Ganga Gowri is a 1997 Indian Tamil-language romantic comedy film directed by Madheswaran. The film stars Arun Vijay (credited as Arun Kumar), Sangita, and Mantra while Vadivelu, Dindigul I. Leoni, and Siva play supporting roles. It was released on 11 September 1997.

== Plot ==

Shiva and his brother Vichu are carefree youths, while their father Pandiyan is a miser. Shiva falls in love with Ganga at first sight and tries to seduce her with Vichu's help. Ultimately, Ganga also falls in love with him. Gowri comes from her village and begins to work in Pandiyan's house as a maid. A few months ago, Shiva was bitten by a snake, and Muthu saved him. Muthu cannot marry Gowri because of their horoscope. According to tradition, Gowri must marry another man for a week and then can marry Muthu. Shiva, grateful to Muthu for saving his life, married her and left the village. Thereafter, Gowri did not want to marry Muthu anymore. Muthu understood and advised her to rejoin Shiva.
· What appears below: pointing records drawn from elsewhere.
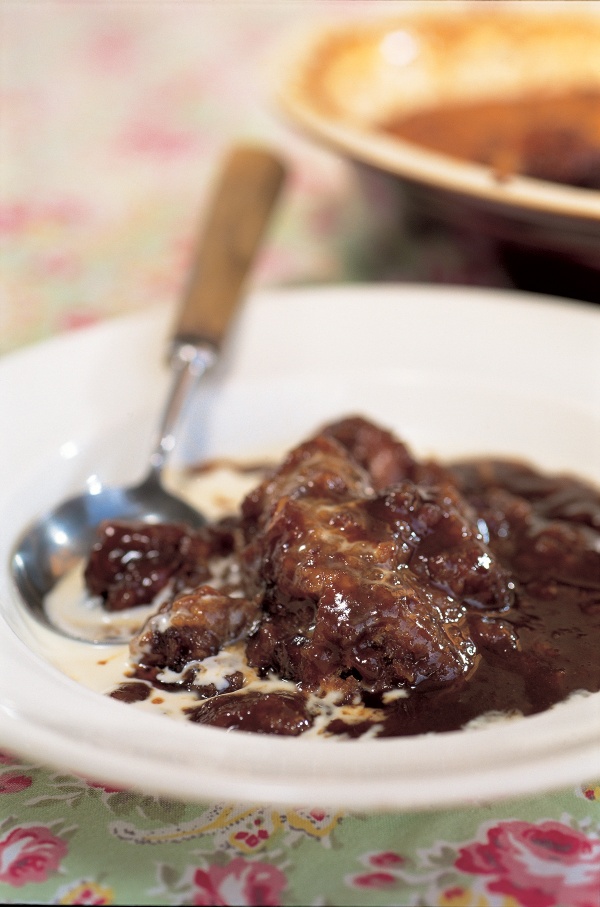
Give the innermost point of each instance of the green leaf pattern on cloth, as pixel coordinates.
(70, 840)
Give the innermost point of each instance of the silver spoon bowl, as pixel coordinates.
(58, 541)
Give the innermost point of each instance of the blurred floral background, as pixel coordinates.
(114, 115)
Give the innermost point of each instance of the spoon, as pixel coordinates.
(53, 546)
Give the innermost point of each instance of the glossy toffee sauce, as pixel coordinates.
(551, 137)
(546, 532)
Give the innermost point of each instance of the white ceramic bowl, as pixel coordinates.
(453, 371)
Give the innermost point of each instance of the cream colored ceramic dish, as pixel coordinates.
(454, 371)
(338, 84)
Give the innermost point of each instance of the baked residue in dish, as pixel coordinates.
(361, 591)
(547, 136)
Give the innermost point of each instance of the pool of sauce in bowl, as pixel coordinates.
(532, 652)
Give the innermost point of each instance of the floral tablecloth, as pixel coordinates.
(114, 115)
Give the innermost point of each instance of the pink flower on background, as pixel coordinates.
(539, 865)
(12, 784)
(386, 858)
(30, 855)
(241, 882)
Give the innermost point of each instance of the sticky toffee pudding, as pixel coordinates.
(361, 591)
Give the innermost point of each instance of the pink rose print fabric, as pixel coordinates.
(241, 882)
(539, 865)
(30, 855)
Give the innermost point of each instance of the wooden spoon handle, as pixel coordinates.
(244, 196)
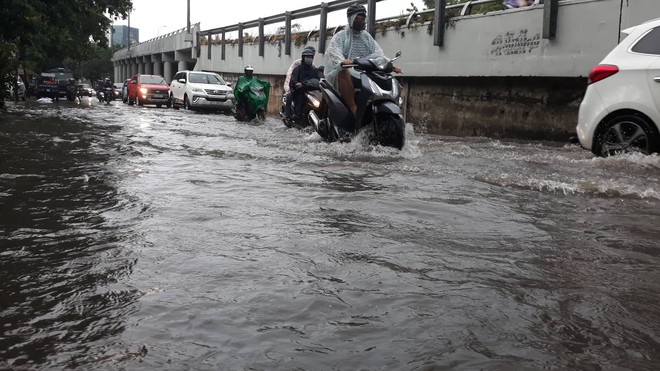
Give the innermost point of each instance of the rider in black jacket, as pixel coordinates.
(300, 75)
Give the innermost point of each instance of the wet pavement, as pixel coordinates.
(137, 238)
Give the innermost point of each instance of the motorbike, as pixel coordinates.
(378, 101)
(106, 95)
(312, 102)
(251, 99)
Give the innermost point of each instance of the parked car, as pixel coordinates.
(124, 90)
(620, 111)
(149, 89)
(20, 90)
(117, 87)
(57, 83)
(203, 90)
(85, 90)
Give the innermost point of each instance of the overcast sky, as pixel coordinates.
(158, 17)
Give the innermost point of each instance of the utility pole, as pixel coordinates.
(128, 33)
(188, 36)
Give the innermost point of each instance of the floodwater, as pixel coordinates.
(137, 238)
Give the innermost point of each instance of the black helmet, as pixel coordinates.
(308, 52)
(356, 9)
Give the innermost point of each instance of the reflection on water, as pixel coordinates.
(147, 239)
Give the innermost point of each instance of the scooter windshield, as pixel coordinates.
(380, 62)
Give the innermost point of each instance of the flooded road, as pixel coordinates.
(136, 238)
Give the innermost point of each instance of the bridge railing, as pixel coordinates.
(439, 14)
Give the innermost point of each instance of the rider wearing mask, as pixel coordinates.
(287, 81)
(248, 75)
(345, 46)
(300, 75)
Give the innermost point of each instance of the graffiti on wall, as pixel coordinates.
(510, 43)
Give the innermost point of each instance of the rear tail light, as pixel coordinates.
(602, 71)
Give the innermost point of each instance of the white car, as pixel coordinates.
(201, 90)
(620, 111)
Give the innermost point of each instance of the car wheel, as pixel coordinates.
(629, 133)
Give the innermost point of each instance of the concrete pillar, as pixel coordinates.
(169, 73)
(158, 68)
(117, 71)
(157, 64)
(183, 65)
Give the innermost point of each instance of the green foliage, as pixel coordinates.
(430, 4)
(8, 66)
(45, 32)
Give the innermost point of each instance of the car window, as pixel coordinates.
(156, 80)
(649, 44)
(216, 79)
(199, 78)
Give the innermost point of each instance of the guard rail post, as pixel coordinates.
(439, 23)
(550, 11)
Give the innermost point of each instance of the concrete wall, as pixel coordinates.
(495, 75)
(501, 43)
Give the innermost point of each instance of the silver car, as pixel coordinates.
(201, 90)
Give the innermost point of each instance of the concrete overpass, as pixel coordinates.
(509, 73)
(164, 55)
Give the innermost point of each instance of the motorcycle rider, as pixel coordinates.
(345, 46)
(287, 80)
(108, 89)
(301, 75)
(242, 104)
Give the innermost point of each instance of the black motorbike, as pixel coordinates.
(105, 94)
(312, 102)
(377, 97)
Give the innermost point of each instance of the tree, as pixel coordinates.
(46, 32)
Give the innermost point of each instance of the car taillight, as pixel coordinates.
(602, 71)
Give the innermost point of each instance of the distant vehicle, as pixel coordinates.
(85, 90)
(117, 90)
(201, 90)
(57, 83)
(620, 111)
(149, 89)
(21, 89)
(124, 91)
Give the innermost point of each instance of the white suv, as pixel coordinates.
(620, 111)
(203, 90)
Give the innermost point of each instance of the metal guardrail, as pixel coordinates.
(549, 23)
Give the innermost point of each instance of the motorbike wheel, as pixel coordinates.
(390, 131)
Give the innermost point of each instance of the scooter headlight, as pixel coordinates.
(315, 102)
(377, 91)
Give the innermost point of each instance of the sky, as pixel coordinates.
(157, 17)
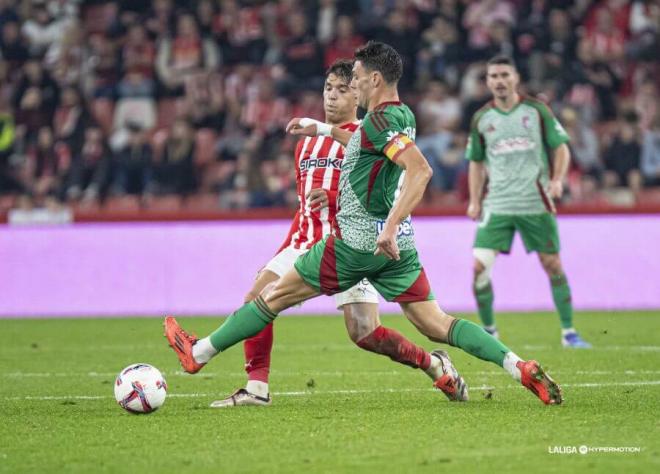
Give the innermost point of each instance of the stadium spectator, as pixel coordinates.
(42, 29)
(160, 19)
(590, 86)
(555, 53)
(105, 71)
(650, 161)
(301, 64)
(438, 116)
(440, 52)
(345, 41)
(184, 56)
(396, 32)
(131, 166)
(138, 53)
(12, 45)
(584, 144)
(622, 156)
(71, 119)
(67, 59)
(35, 99)
(9, 181)
(43, 168)
(265, 113)
(174, 169)
(478, 20)
(66, 65)
(89, 170)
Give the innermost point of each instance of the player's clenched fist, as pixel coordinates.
(318, 199)
(386, 244)
(474, 211)
(308, 127)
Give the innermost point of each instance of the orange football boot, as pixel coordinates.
(182, 343)
(533, 377)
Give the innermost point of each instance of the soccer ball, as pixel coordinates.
(140, 388)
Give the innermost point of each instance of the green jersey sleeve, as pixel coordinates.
(389, 132)
(475, 150)
(553, 132)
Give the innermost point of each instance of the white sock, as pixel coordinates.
(509, 364)
(203, 351)
(435, 369)
(258, 388)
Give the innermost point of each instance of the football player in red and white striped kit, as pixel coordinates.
(318, 164)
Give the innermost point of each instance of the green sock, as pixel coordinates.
(561, 294)
(477, 342)
(484, 297)
(245, 322)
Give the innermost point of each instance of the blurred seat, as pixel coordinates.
(205, 146)
(98, 18)
(103, 112)
(165, 203)
(126, 203)
(7, 202)
(167, 111)
(203, 202)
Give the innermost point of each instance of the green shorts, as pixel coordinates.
(538, 231)
(331, 267)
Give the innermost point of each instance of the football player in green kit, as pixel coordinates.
(512, 139)
(383, 178)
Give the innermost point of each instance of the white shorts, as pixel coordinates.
(363, 292)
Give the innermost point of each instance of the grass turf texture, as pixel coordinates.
(336, 408)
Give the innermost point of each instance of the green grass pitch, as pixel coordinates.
(336, 408)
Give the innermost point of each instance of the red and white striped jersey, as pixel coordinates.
(318, 164)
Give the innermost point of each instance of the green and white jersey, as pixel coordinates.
(514, 146)
(370, 180)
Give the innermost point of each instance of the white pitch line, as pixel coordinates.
(596, 348)
(343, 392)
(277, 373)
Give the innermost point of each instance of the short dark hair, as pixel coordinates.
(381, 57)
(501, 60)
(342, 68)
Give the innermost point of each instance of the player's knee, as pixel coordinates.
(551, 264)
(361, 320)
(484, 259)
(268, 289)
(250, 296)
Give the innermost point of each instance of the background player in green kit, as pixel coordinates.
(510, 141)
(383, 178)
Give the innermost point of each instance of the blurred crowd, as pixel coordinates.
(141, 102)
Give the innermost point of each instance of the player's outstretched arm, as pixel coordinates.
(562, 158)
(418, 174)
(476, 179)
(312, 128)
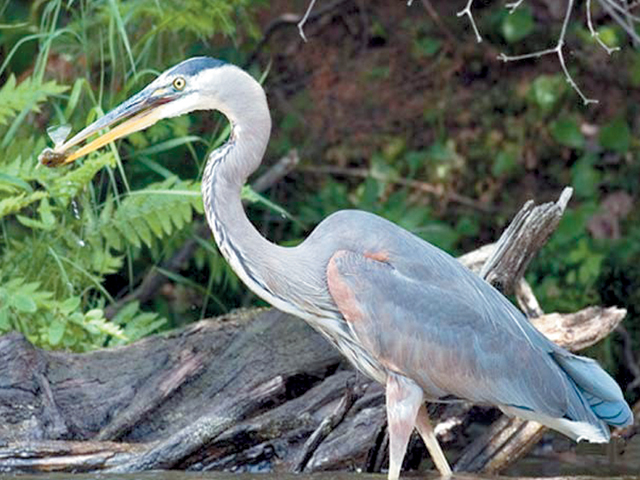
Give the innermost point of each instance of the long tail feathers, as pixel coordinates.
(600, 391)
(595, 400)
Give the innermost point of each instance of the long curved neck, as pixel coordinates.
(257, 261)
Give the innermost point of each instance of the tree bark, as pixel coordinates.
(256, 390)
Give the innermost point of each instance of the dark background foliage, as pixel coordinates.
(393, 109)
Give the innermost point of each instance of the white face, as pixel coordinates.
(195, 84)
(179, 90)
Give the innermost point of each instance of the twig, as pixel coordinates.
(304, 19)
(595, 33)
(327, 425)
(467, 11)
(558, 50)
(415, 184)
(288, 19)
(433, 13)
(513, 6)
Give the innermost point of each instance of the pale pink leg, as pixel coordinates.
(429, 437)
(404, 398)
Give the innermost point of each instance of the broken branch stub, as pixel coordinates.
(524, 237)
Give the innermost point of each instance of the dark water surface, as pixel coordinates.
(270, 476)
(587, 462)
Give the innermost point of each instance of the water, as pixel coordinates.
(171, 475)
(587, 462)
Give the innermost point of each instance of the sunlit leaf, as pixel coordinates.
(518, 25)
(567, 132)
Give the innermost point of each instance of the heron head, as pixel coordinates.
(194, 84)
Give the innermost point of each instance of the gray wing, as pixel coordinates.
(445, 328)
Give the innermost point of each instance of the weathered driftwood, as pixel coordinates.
(252, 391)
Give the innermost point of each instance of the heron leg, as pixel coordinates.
(429, 437)
(404, 398)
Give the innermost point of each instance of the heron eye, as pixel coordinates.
(179, 83)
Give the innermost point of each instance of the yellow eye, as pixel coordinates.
(179, 83)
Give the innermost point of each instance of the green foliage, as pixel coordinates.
(616, 135)
(68, 234)
(25, 96)
(151, 214)
(565, 130)
(547, 91)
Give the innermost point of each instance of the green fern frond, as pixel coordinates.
(150, 214)
(28, 94)
(66, 187)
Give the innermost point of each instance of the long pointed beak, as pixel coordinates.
(138, 112)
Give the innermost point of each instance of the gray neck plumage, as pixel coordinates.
(258, 262)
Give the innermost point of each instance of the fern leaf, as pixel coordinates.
(27, 95)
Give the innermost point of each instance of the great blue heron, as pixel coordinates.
(402, 311)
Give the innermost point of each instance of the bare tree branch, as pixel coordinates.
(467, 11)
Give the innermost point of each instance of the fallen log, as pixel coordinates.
(255, 390)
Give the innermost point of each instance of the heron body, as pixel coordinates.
(404, 312)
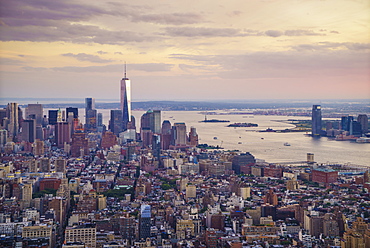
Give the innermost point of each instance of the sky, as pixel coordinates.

Finally, Pandiyan accepts the marriage of Shiva and Ganga. What transpires later forms the crux of the story.

==Production==
Ganga Gowri was Arun Kumar's second collaboration with production company Ganga Gowri Productions after their previous film Kathirunda Kadhal performed poorly. The film marked the directorial debut of Madheshwaran who previously assisted Aabavanan and Manobala.
== Soundtrack ==
The music was composed by Sirpy, with lyrics written by Palani Bharathi.

| Song | Singer(s) | Duration |
|---|---|---|
| "Bull Bull Thara" | Mano | 4:53 |
| "Kadhal Solla Vandhen" | P. Unni Krishnan, Sujatha Mohan | 4:51 |
| "Kadhalare Kadhalare" | S. P. Balasubrahmanyam | 4:55 |
| "Margazhi Neerada" | Mano, Sirpy | 5:14 |
| "Poonthendrale Velaiyadu" | Mano, Sujatha Mohan | 5:00 |
| "Poovukkul Puthaiyal" | Mano | 4:26 |
| "Kadhalare Kadhalare" (film version) | Sirpy | 4:55 |

== Reception ==
Ji of Kalki said most of the scenes are lively and comically moving with minimal characters but panned the old-fashioned thaali sentiment climax and dialogues.